El segundo problema es que, además, nos creemos nuestros pensamientos. Es decir, creemos que son la realidad. Y eso hace que nuestra visión de dicha realidad esté totalmente distorsionada por esos pensamientos cambiantes que genera nuestra mente. Pero, ¿Todos los pensamientos son destructivos y estresantes? No, desde luego. ¿Y entonces, qué pensamientos son los verdaderos enemigos, los generadores del estrés continuo y destructivo que sufrimos? Según mi experiencia e investigación durante los últimos 10 años sobre el estrés, hay 7 pensamientos fundamentales que nos generan un enorme nivel de estrés y ansiedad (la ansiedad es el estrés que continúa después de que el factor estresante ha desaparecido). Son los siguientes:

1. Tengo que ser perfecto. Exceso de autoexigencia o perfeccionismo. No me permito equivocarme ni cometer errores, y tampoco me permite disfrutar de nada, al no estar nunca satisfecho de mí mismo ni de lo que hago.

2. Puedo controlarlo todo. Creemos que podemos controlarlo todo en nuestra vida para que cumpla con nuestras expectativas y deseos, y eso es imposible. Hay una parte enorme de situaciones, personas y circunstancias que no dependen de nosotros, y aún así nos empeñamos en querer tenerlo bajo control. Con este pensamiento tenemos garantizado el estrés intenso toda la vida.

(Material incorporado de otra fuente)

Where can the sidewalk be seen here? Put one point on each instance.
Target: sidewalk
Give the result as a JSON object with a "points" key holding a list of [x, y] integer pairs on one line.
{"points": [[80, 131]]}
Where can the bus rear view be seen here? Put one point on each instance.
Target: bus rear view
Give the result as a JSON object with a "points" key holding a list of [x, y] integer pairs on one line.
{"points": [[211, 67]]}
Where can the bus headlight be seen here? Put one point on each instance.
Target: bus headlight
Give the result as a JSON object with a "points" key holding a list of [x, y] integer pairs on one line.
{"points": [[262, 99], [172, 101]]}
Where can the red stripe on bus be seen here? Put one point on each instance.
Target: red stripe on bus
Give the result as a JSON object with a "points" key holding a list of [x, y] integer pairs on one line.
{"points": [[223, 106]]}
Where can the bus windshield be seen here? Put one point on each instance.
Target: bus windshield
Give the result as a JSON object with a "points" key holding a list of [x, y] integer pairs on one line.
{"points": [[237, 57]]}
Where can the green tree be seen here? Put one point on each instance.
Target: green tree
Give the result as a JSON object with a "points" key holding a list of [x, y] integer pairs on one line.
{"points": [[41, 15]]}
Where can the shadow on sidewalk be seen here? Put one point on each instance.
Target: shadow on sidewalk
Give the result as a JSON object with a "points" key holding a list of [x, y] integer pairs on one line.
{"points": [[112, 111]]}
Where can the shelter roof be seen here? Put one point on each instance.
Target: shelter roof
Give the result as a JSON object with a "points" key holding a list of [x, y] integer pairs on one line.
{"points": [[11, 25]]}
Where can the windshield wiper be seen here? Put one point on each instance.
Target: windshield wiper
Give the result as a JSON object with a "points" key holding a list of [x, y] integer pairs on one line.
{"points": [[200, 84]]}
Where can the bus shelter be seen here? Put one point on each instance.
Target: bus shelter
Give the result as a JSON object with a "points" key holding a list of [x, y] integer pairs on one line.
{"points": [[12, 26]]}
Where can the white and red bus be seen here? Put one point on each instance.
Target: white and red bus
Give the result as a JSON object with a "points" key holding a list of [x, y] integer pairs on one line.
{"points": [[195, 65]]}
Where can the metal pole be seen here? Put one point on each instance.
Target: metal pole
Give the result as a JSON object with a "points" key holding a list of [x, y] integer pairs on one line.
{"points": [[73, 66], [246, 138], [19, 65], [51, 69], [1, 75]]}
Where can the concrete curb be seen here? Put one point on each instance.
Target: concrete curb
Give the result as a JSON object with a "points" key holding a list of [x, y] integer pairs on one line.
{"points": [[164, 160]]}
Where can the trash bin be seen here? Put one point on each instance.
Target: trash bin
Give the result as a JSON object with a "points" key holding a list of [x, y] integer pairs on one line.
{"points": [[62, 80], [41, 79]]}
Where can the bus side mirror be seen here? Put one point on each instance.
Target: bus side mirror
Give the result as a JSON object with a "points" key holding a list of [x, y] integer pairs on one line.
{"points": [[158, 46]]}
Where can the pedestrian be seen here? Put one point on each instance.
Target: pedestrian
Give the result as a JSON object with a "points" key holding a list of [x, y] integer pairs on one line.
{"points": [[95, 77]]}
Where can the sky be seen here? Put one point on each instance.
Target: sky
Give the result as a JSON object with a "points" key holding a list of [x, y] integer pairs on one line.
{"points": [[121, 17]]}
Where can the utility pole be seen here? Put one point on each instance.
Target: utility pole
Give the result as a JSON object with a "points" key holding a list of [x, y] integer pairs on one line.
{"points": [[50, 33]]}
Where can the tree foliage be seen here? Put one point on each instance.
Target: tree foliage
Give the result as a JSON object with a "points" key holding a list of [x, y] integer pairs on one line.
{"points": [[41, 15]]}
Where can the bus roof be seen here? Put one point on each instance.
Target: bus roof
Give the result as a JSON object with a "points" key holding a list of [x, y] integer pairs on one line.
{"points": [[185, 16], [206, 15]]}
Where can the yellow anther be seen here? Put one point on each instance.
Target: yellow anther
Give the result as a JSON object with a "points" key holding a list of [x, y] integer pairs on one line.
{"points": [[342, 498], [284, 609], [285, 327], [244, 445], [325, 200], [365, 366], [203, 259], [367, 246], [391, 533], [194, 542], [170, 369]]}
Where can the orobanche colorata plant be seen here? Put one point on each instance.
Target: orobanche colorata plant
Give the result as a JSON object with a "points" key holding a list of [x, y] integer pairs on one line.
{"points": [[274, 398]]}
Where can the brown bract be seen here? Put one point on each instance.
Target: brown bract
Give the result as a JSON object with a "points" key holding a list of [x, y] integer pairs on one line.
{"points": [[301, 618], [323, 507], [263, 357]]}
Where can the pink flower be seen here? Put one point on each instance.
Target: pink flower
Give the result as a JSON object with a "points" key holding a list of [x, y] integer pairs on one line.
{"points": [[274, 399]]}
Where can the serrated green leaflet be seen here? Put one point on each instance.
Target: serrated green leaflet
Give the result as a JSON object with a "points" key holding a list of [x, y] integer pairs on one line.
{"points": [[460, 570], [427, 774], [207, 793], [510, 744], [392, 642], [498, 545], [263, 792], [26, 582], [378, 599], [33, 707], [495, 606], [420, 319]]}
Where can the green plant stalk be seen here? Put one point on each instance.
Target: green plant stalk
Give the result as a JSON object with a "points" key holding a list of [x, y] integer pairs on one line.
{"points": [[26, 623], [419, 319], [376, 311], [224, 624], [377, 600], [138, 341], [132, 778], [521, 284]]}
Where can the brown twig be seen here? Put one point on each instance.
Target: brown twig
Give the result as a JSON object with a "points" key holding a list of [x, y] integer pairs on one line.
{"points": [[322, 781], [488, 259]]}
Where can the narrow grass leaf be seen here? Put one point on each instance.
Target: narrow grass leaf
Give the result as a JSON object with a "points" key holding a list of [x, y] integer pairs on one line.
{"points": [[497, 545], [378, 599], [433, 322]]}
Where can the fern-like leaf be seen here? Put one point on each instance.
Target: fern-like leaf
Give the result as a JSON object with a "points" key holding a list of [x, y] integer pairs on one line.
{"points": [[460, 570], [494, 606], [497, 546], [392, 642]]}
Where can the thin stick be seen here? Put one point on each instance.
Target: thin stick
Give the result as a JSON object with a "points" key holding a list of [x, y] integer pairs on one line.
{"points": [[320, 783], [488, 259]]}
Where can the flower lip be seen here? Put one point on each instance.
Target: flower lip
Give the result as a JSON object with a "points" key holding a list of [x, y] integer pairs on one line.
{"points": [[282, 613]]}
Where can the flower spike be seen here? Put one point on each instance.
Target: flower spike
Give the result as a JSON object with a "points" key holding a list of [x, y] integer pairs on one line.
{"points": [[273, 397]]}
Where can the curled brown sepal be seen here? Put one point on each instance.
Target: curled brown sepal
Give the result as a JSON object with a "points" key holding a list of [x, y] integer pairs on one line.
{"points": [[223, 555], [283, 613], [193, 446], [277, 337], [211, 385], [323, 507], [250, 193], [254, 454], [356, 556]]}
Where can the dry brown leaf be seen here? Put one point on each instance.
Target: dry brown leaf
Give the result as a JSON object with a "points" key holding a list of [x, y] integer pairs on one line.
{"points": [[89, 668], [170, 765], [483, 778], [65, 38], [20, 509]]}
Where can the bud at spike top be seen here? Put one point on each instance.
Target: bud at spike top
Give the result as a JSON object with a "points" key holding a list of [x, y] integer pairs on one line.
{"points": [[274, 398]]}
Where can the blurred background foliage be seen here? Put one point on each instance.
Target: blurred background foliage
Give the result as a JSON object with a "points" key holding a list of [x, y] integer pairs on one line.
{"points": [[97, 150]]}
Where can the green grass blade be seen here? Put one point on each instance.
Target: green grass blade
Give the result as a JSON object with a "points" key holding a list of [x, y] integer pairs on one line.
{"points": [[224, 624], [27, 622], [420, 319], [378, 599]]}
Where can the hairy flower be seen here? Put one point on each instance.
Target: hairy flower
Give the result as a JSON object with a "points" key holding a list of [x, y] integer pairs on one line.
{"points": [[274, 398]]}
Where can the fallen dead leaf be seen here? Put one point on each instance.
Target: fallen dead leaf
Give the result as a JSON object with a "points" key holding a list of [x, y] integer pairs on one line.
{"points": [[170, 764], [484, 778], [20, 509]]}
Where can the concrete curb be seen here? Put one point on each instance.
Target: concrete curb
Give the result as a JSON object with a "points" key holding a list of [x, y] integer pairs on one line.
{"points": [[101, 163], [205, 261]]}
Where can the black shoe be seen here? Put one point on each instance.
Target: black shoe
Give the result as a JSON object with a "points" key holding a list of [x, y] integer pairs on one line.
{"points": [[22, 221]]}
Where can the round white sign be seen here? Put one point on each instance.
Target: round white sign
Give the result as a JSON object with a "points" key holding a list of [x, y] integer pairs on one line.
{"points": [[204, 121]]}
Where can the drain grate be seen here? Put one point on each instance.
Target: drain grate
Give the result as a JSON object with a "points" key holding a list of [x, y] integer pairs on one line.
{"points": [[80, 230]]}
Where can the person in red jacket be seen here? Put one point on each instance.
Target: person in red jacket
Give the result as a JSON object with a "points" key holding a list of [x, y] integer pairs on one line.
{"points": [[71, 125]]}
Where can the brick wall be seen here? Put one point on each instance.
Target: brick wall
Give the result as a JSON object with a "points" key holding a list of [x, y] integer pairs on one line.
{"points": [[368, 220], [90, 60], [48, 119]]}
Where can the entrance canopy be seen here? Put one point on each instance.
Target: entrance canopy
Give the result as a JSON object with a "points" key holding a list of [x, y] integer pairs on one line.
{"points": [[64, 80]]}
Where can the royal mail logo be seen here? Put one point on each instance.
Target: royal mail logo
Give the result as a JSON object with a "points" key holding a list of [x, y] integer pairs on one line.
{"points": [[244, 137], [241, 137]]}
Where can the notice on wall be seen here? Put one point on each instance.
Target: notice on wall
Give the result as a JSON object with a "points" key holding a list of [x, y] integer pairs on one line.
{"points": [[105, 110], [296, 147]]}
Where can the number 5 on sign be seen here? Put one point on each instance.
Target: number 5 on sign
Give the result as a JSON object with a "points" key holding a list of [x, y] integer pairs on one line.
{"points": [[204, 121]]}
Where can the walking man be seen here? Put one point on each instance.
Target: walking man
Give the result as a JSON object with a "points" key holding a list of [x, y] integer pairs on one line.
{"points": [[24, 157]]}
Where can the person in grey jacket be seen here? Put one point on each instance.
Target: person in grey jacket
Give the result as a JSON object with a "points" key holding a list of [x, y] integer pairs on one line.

3. No puedo, no soy capaz. La creencia de incapacidad es muy limitante y estresante. Cuando pensamos que no somos capaces de conseguir algo, estamos dañando nuestra autoestima, y generando estrés y ansiedad.

4. El pasado. “¿Por qué tomé esa decisión?” “¿Por qué me tuvo que suceder a mí?” “Tenía que haber reaccionado de otra forma”, etc. Pensamientos sobre el pasado que ya no se puede cambiar. Nos generamos mucha ansiedad revolcándonos y rebozándonos en el fango de las experiencias o decisiones negativas del pasado. Una cosa es aprender del pasado, y otra es torturarse por cosas que ya no se pueden cambiar.

5. El futuro. “¿Y si…?” Si no estamos estresados por el pasado, estamos agobiados por el futuro, anticipando cosas negativas que pueden suceder en el futuro. La mayoría de las veces nunca suceden, y sin embargo nos hacemos mucho daño. Una cosa es ocuparse de un asunto, y otra muy distinta es preocuparse. Somos expertos en generarnos una enorme burbuja de problemas ficticios que nunca llegan a suceder.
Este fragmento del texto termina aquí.